Preventing Occupation-Related Cancer


If you are a construction worker or a company working in this industry, sign up to the IOSH’s pledge to prevent asbestos exposure. Moreover, make full use of the free resources available, including fact sheets, advice on developing a prevention strategy, posters, etc. Over 100 business from across the globe have already signed up to the No Time to Lose pledge.

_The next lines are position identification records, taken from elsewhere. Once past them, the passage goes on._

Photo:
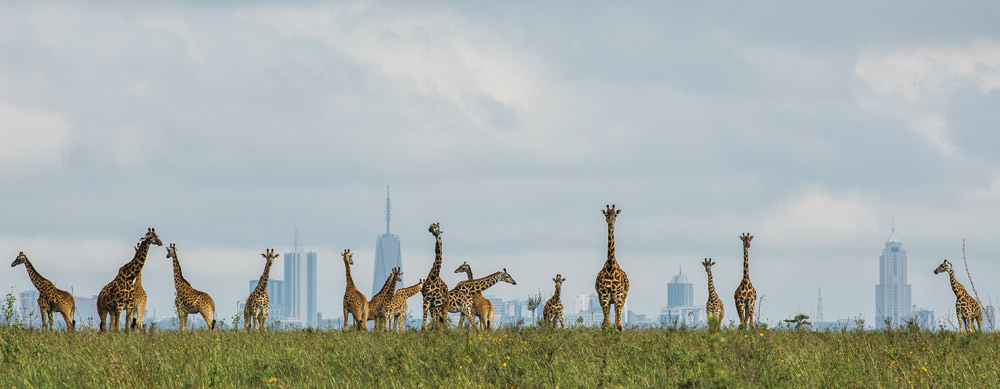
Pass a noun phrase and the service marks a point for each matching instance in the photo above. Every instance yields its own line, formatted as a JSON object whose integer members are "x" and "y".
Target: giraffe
{"x": 378, "y": 305}
{"x": 256, "y": 308}
{"x": 397, "y": 306}
{"x": 460, "y": 298}
{"x": 188, "y": 299}
{"x": 966, "y": 308}
{"x": 354, "y": 301}
{"x": 138, "y": 309}
{"x": 612, "y": 282}
{"x": 553, "y": 308}
{"x": 714, "y": 305}
{"x": 50, "y": 298}
{"x": 482, "y": 307}
{"x": 119, "y": 294}
{"x": 435, "y": 290}
{"x": 745, "y": 294}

Businesses, workers, charities, educational centres and many other organisations can all do their share to reduce the chance of asbestos-related cancer. Prevention involves registering sites before starting work, building a greater awareness of the effects of exposure, and learning what to do in the case of exposure. Among the key findings of the IOSH survey is the fact that only 59% of workers have been informed of asbestos risks and have had regular training on the subject; some 15%, meanwhile, have never been informed of their risks. Bearing in mind the serious consequences of this lack of information, proactive steps need to be taken by those involved in the construction industry as well as by community organisations, to reduce the serious health risks posed by asbestos exposure.